Mega-Tsunami Left Earth In A Giant Deluge 73,000 Years Ago, Scientists Reveal, And It Can Happen Again
If you thought only blood supermoons and nuclear warfare were the probable ways that earth was going to meet its apocalypse, think again. A recent study conducted by scientists off the west coast of Africa has shown that a collapsing volcano sparked a mega-tsunami about 73,000 years ago that was so huge that it produced waves up to 1,000 feet high, flattening pretty much each and every the island off the west coast of Africa in a giant deluge
According to Financial Express, the mega-tsunami hit the Cape Verde islands, presently an archipelago of 10 volcanic islands together known as the Republic of Cabo Verde, engulfing faraway islands which were several hundred miles away from the site of the volcano.
What’s even more remarkable, however, is that scientists believe that the mega-tsunami can flood our planet again in the near future!
Nature reports that Ricardo Ramalho, a geophysicist at Columbia University, New York, and a lead researcher of the Capde Verde study, warned that an apocalyptic mega-tsunami may hit earth again, though he conceded that it would be impossible for geologists or meteorologists to predict exactly when and where such a disaster may take place. However, he also mentioned that Hawaii and the western coast of United States may be prone to such a mega-tsunami.
“Most of these fairly young oceanic volcanoes — such as in the Azores and the Canary Islands and Hawaii — are incredibly high and steep, so the potential energy for a collapse to happen again is there. Our point is that flank collapses can happen extremely fast and catastrophically, and therefore are capable of triggering giant tsunamis. They probably don’t happen very often. But we need to take this into account when we think about the hazard potential of these kinds of volcanic features.”
According to reports, a volcanic collapse in Hawaii some 100,000 years ago generated a mega-tsunami that inundated land at elevations higher than 300 meters.
It is worth noting here that the most devastating recent tsunamis, which cannot be considered mega-tsunamis by any standards, like the ones which hit the Indian ocean coasts in 2004 and eastern Japan in 2011, attained maximum heights of around 30 meters.
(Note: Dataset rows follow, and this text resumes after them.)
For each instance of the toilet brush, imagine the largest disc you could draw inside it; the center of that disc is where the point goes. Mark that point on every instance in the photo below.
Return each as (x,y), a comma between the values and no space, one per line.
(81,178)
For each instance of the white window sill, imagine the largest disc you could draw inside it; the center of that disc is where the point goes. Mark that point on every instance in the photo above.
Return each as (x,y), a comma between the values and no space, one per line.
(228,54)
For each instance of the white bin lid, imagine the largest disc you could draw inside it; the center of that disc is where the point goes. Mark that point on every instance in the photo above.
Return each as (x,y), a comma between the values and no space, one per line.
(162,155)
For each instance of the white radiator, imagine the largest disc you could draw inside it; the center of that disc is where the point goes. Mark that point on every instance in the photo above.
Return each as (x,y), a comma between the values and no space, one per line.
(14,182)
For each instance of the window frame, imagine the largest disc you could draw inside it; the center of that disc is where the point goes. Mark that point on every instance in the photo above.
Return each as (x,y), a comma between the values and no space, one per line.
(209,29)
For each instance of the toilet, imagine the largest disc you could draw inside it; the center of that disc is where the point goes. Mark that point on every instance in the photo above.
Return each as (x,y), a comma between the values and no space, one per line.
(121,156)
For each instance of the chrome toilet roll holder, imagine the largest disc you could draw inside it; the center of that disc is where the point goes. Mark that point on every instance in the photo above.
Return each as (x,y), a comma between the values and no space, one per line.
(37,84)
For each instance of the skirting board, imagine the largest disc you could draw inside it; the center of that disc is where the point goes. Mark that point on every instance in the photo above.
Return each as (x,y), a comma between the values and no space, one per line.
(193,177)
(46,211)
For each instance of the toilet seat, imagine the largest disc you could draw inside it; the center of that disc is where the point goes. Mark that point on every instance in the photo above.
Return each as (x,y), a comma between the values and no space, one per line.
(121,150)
The Indian ocean tsunami alone killed more than 2,30,000 people. However, as the scientists noted, these tsunamis were caused by undersea earthquakes rather than volcanic collapses.
The Cape Verde volcanic mega-tsunami was more than 10 times as powerful than the one which hit India and other South-Asian countries in 2004, according to Times of Malta.
According to the study, the mega-tsunami was triggered by a collapse, which occurred some 73,000 years ago at the Fogo volcano, one of the world’s largest and most active island volcanoes. Now, the Fogo volcano towers 2,829 meters (9,300 feet) above sea level, and erupts about every 20 years, most recently last fall. Santiago Island, one of the islands which was completely submerged as the result of the deluge, is now home to some 250,000 people.
The researchers also pointed that the debris included boulders the size of delivery vans that had been carried up to 609 meters inland and nearly 198 meters above sea level on Santiago Island. The boulders, weighing up to 770 tons, matched marine-type rocks ringing the island’s shores and were not reminiscent volcanic terrain in which they were found. The origin of the debris, however, still remains shrouded in mystery.
We can only hope that a mega-tsunami does not hit earth any time soon, because if it was left to us, we would probably want the earth to end from a blood moon apocalypse or something much more fantastical.